My presentation–which I will be writing up for publication in the coming months–analyzed the 2012 Cologne court case holding that male circumcision violates human rights and the law and the German legislation attempting to overturn that court case. The title of my talk was “Welcome to the New Era—Four Fatal Flaws in the German Law Legalizing Male Circumcision.” As suggested by the title, I discussed four distinct reasons the legislation is invalid and the earlier court decision is soundly based in medical ethics, law, and human rights. The four core problems are: 1) the law fails to comply with the German requirement of equal protection of males and females; 2) the law is oddly formulated under family law rather than as an exception to the criminal law, which would be expected; 3) the law incoherently attempts to incorporate a consideration of the reason for the procedure; and 4) the law contradicts itself in requiring the procedure be performed even by non-medical practitioners to the existing medical standard, which is impossible since anesthetic must be administered and under German law anesthetic can only be administered by physicians.

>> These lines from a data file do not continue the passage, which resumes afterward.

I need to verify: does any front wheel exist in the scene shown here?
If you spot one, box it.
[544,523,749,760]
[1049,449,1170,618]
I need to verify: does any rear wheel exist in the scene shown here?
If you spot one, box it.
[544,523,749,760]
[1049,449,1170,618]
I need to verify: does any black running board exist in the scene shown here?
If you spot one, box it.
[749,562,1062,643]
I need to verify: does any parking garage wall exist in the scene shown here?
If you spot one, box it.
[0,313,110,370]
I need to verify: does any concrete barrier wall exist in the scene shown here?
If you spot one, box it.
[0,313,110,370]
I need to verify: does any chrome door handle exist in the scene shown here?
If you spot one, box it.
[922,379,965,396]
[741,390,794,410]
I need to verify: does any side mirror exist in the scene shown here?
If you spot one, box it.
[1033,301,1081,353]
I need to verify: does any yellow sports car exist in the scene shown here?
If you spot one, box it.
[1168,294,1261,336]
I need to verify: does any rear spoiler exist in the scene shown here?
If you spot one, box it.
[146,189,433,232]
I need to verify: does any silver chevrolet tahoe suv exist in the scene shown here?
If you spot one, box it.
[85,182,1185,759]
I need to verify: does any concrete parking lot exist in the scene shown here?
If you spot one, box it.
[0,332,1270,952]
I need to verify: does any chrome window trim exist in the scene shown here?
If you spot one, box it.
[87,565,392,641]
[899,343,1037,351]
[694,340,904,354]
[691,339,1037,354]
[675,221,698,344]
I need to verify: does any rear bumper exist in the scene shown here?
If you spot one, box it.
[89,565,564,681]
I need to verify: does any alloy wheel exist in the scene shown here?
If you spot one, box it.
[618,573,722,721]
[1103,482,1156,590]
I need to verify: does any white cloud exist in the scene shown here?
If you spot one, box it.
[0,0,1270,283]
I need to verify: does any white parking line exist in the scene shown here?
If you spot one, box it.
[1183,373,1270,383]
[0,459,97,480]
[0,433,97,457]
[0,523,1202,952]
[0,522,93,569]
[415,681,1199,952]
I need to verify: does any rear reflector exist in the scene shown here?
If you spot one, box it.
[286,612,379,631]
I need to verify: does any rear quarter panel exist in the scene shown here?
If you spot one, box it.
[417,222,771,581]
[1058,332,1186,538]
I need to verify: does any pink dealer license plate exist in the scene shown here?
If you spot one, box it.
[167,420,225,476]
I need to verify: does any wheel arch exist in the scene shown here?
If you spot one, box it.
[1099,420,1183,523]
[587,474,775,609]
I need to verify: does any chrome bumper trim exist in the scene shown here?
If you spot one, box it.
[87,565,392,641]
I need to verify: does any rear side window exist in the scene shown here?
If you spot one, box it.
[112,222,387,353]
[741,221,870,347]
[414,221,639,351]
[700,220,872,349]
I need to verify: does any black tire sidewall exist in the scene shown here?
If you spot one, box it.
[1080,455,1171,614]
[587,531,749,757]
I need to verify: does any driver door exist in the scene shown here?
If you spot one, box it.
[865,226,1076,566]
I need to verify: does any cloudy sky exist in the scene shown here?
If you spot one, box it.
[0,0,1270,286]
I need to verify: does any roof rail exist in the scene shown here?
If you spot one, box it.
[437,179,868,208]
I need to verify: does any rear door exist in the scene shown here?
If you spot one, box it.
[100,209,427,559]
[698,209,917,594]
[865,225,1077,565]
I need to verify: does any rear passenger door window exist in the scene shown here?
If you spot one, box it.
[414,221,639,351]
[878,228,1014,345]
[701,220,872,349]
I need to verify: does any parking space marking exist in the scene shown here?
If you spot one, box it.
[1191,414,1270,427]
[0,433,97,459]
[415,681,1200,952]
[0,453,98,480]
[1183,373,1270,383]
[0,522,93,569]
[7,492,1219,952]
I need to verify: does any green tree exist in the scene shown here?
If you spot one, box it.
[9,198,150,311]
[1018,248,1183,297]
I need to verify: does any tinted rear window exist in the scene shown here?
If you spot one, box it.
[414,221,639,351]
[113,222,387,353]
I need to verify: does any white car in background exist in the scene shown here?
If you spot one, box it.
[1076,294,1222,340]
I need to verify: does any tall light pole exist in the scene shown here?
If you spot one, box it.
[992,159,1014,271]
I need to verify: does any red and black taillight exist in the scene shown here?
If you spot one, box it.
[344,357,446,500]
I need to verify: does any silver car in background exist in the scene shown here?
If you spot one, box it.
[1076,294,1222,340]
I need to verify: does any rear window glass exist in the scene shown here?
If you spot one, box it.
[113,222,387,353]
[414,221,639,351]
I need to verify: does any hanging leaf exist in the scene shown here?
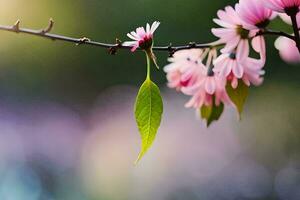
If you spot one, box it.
[200,103,224,127]
[135,78,163,163]
[226,80,249,119]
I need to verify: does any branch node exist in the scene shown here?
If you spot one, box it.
[189,42,196,49]
[108,38,122,55]
[40,18,54,35]
[116,38,122,47]
[168,43,175,57]
[76,37,91,46]
[12,19,21,33]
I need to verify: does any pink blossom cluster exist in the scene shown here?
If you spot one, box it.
[164,0,300,119]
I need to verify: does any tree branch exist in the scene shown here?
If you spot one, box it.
[0,19,212,54]
[290,12,300,53]
[0,19,298,55]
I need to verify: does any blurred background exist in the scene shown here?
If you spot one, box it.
[0,0,300,200]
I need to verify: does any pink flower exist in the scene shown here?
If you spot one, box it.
[279,12,300,27]
[164,49,203,91]
[262,0,300,13]
[182,64,231,109]
[227,58,265,88]
[123,21,160,52]
[275,37,300,63]
[212,6,255,53]
[235,0,275,30]
[213,39,265,88]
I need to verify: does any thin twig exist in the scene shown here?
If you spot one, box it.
[0,19,211,54]
[290,13,300,53]
[0,19,295,55]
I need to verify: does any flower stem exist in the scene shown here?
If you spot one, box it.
[145,52,151,80]
[290,12,300,53]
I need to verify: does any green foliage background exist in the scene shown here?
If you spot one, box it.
[0,0,300,105]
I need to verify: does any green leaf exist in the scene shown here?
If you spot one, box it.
[226,80,249,119]
[200,103,224,127]
[135,78,163,164]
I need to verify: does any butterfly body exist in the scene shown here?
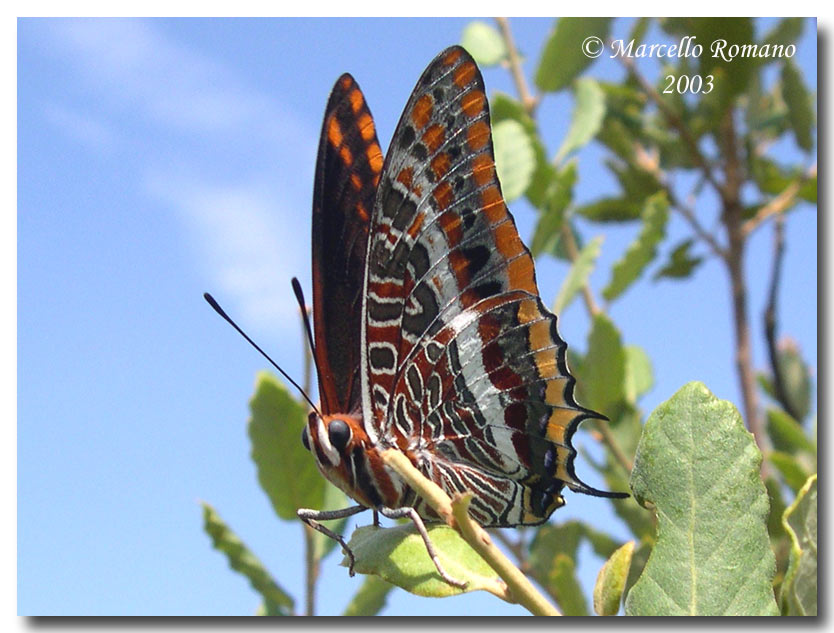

The talk went very well and the questions afterwards were quite perceptive. (While I was on the plane home, another German court case was decided in favor of protecting the child’s bodily integrity, and this recent case will also be incorporated into the article I am writing.)

Other speakers included Dutch medical ethicist Gert Van Dijk, Australian-born British barrister James Chegwidden who gave an invaluable review of the legal status of male circumcision in the United Kingdom, Antony Lempert of the Secular Medical Forum, the reliably erudite University of Oxford Research Fellow Brian D. Earp, NORM-UK’s John Dalton, eminent medical historian Frederick Hodges, powerhouse Danish activist Lena Nyhus, the always impressive Norwegian Children’s Ombudsman Anne Lindboe, Global Discourse‘s Matthew Johnson, and Michelle O’Brien, who gave a broad overview of the intersex rights movement.

Lena’s amazing efforts have led to the Social Liberal party passing a motion on September 18, 2013 to oppose male circumcision in the absence of medical justification. She asks that the rest of the world support her work by putting the word out that we are watching Denmark attentively to make sure it does the right thing regarding male circumcision.